Да, конечно, он и есть тот самый "консультант ЦНИИ", о котором еще сегодня утром говорили в тресте: "Тянут, волынят, никак столковаться не могут, кого именно послать к вам, на Читаут. По очереди называли нам двух профессоров. Дай бог, чтобы приехал доцент. А вернее, заявится просто какой-нибудь аспирант, писать диссертацию..." Вот он и "заявился". Он с высоты командировочного удостоверения ЦНИИ будет консультировать, будет давать советы Николаю, который выстрадал свою идею кровью, сердцем, душой, который понимает дело, бесспорно, не хуже этого человека. Да, Анатолий очень способен, талантлив, кому, как не ей, это знать! И пусть его прежний талант сверкает прежним блеском. Но он не может, не должен помогать Николаю! Для нее, для Марии, это все равно, что согласиться принять его двенадцать тысяч за содержание матери, которую он так просто вычеркнул из своей памяти и, может быть, хуже - живую объявил мертвой!

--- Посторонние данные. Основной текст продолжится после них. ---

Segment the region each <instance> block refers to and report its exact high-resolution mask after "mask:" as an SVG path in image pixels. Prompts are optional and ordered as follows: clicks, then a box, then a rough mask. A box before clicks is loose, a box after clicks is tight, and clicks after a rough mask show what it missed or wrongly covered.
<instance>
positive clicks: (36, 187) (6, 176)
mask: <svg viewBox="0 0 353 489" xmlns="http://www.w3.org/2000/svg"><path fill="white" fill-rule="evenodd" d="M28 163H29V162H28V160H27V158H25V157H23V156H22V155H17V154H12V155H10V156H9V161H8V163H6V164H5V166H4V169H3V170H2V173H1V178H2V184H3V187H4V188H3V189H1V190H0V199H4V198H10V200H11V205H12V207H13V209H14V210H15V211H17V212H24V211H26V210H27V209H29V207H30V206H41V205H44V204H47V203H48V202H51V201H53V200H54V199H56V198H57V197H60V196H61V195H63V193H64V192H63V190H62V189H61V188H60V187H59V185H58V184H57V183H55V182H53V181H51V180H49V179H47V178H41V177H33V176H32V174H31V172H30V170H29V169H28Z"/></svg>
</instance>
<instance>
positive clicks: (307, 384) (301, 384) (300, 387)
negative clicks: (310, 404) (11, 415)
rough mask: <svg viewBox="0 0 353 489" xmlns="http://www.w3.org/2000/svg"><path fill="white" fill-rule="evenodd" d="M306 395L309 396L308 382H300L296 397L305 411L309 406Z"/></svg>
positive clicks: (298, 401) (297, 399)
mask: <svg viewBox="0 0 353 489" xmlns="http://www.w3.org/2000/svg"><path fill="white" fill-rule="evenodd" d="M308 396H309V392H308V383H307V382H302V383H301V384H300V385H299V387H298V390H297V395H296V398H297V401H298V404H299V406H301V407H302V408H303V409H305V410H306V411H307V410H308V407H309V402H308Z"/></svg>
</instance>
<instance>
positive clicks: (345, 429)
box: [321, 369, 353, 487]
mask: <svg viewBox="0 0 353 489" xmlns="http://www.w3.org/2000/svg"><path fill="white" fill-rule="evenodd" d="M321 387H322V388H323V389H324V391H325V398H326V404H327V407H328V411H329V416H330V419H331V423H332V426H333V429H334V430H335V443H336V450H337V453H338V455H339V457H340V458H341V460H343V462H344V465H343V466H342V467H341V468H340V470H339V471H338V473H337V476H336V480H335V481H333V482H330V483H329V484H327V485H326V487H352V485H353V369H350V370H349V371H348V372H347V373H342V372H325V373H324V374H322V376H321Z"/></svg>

- Вам следует отказаться от этой поездки, - проговорила Мария, постепенно освобождаясь от чувства ошеломленности.
Нужно было искать какие-то надежные решения.
- Вы должны немедленно вернуться в Москву!
Слабо шевеля половиной рта, Анатолий все так же глядел прямо в ее лицо своими неподвижными, без мысли, глазами.
- Да... - невнятно, наконец, выговорил Анатолий. - Это бы лучше... Но как я это объясню в институте?
- Начальству и жене вам это будет легче объяснить, чем объяснить самому себе, зачем вы теперь поедете на рейд. Вы понимаете, что мы не можем находиться там одновременно?
И опять оба они замолчали. Несколько раз Анатолий поднимал правую руку, делал ею в воздухе круг и опускал опять. Губы у него беззвучно шевелились. Потом он заговорил. Громче, тверже:
- Нет, Марочка, нет... Это невозможно... Это не будет понято ни в институте, ни здесь, в тресте. Это повредит моей репутации... Дана уже радиограмма на рейд, подготовлен специальный самолет... Завтра с утра мы совещаемся с Анкудиновым, главным инженером треста. Все это к тому же мне очень нужно и для диссертации - я так с ней затянул! Ведь только потому я и согласился. Об этом знают в институте. Мне дали не простую, а научную командировку. Нет, нет, изменить ничего нельзя!